On its face, the notion of allowing drug addicts to visit a ‘safe needle injection’ site to continue their unending need to ‘get high’ seems inherently contradictory to the general population. The debate among the professionals is raging on, while the government decision-makers, colored by the political ramifications, are ‘kicking the proverbial can’ down the road as far as they can. In the meantime, the drug addiction crisis and its collateral consequences continues, but for the traditional approaches of ‘education, prevention, intervention, treatment, recovery… relapse? and it starts all over again.
Mayor Marty Walsh is conflicted. In January, he reported that he had “been impressed” by the facilities he toured in Canada, which he visited along with the mayor of Cambridge, where people struggling with addiction can inject drugs under medical supervision. He considered it ‘eye opening’. However, within days he told the Harm Reduction Commission, a 15-member group advising the Legislature about the feasibility of opening such facilities in Massachusetts, that Massachusetts is “not ready” to open a facility where people can inject illicit drugs under supervision. He went on to state that the Commonwealth lacks the infrastructure to accomplish what those much larger Canadian cities have done and faces many open questions about who would fund and operate such sites. The Canadian programs are government funded, and the nurses who work there are government employees, he noted.
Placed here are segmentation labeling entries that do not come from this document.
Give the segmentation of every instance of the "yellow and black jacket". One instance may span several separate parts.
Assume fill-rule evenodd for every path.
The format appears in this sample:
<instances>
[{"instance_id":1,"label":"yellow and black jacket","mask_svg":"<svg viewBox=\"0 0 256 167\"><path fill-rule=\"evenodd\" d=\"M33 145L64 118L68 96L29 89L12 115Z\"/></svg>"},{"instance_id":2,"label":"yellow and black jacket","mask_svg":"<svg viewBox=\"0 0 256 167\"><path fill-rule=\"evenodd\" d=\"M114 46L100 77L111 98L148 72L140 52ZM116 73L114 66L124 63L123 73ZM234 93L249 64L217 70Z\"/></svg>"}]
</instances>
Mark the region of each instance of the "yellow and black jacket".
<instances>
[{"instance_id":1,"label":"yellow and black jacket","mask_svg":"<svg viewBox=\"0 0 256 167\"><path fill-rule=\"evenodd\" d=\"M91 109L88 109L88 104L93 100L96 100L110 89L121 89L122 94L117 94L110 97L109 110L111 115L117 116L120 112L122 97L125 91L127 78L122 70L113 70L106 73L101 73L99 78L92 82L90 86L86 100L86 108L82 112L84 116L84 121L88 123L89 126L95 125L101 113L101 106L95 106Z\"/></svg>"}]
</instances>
In March, Governor Charlie Baker Baker dismissed the recommendations by the Harm Reduction Commission regarding approving these sites stating, it is a “non-starter”. Baker said there was a simple reason for his opposition to safe injection sites: The federal government considers such sites to be illegal. That includes Andrew Lelling, the U.S. attorney for Massachusetts. He went on to state that “we need to do a better job of helping people keep from getting addicted in the first place — which as a nation we failed miserably on for 20 years. We’re finally getting to the point where we’re starting to do some things that I think will make a difference there.”
Are safe injection sites a real solution? In February, the federal government went to court to stop a small Philadelphia nonprofit, Safehouse, from moving forward with its plans to open the nation’s first safe injection site as a response to the opioid crisis. Safehouse responded in a court filing, arguing forcefully that Washington is wrong, that they are on firm legal ground, and must be allowed to move forward.
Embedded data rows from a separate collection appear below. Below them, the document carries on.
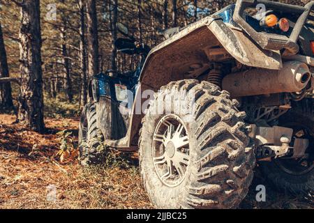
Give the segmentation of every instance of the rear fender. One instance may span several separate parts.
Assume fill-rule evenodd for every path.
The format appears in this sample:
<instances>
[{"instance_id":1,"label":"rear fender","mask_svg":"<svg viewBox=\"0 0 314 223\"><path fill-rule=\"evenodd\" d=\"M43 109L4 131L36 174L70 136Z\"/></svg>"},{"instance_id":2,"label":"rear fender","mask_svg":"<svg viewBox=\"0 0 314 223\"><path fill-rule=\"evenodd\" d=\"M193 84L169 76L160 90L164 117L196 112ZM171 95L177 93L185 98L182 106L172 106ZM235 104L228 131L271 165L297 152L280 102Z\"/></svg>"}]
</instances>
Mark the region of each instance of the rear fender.
<instances>
[{"instance_id":1,"label":"rear fender","mask_svg":"<svg viewBox=\"0 0 314 223\"><path fill-rule=\"evenodd\" d=\"M184 75L190 66L209 63L207 52L217 47L249 66L273 70L282 67L279 52L262 49L239 28L207 17L154 48L144 65L140 82L156 91L170 81L187 79Z\"/></svg>"},{"instance_id":2,"label":"rear fender","mask_svg":"<svg viewBox=\"0 0 314 223\"><path fill-rule=\"evenodd\" d=\"M142 104L147 100L141 98L144 91L157 91L172 81L188 79L186 75L191 65L209 64L211 61L207 56L208 50L217 47L225 48L231 59L247 66L274 70L282 67L279 52L262 49L239 28L227 26L219 18L207 17L187 26L150 52L141 72L141 87L138 88L135 98L142 100ZM137 144L144 116L135 114L135 104L132 108L133 114L124 139L126 146Z\"/></svg>"}]
</instances>

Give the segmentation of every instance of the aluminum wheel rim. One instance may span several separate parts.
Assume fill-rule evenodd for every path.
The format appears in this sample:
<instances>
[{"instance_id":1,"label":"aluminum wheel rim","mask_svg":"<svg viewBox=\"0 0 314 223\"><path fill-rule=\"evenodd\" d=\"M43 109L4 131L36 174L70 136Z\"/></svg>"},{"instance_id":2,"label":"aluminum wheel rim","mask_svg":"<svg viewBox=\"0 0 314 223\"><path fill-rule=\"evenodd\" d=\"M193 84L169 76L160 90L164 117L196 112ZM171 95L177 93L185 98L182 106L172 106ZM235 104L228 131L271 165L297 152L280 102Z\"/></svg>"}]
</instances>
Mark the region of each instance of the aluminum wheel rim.
<instances>
[{"instance_id":1,"label":"aluminum wheel rim","mask_svg":"<svg viewBox=\"0 0 314 223\"><path fill-rule=\"evenodd\" d=\"M152 144L153 162L160 180L176 187L184 180L190 160L189 137L183 121L167 114L158 123Z\"/></svg>"}]
</instances>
Safehouse’s founders state that they are driven to save lives in a city with one of the highest death rates from opioid overdoses in the nation. Their approach is simple: If addicted persons are going to be using drugs, it’s better to encourage them to do so at a place where help is available. At the location, drug users would be allowed to bring and take illegal substances under the supervision of medically trained personnel. Clean needles, anti-overdose medication, counseling supports, and access to further medical treatment would be provided by Safehouse.
The federal government views this approach as abetting criminal behavior and dismisses any life-saving potential. The Washington Post says the government’s suit likens Safehouse to a crack house. Federal officials say allowing the use of illicit drugs with impunity enables and exacerbates the intractable opioid problem; the US Attorney for the Eastern District of Pennsylvania argued that opening Safehouse would violate the Controlled Substances Act, which makes it illegal to open or run a place where illegal drugs are knowingly used.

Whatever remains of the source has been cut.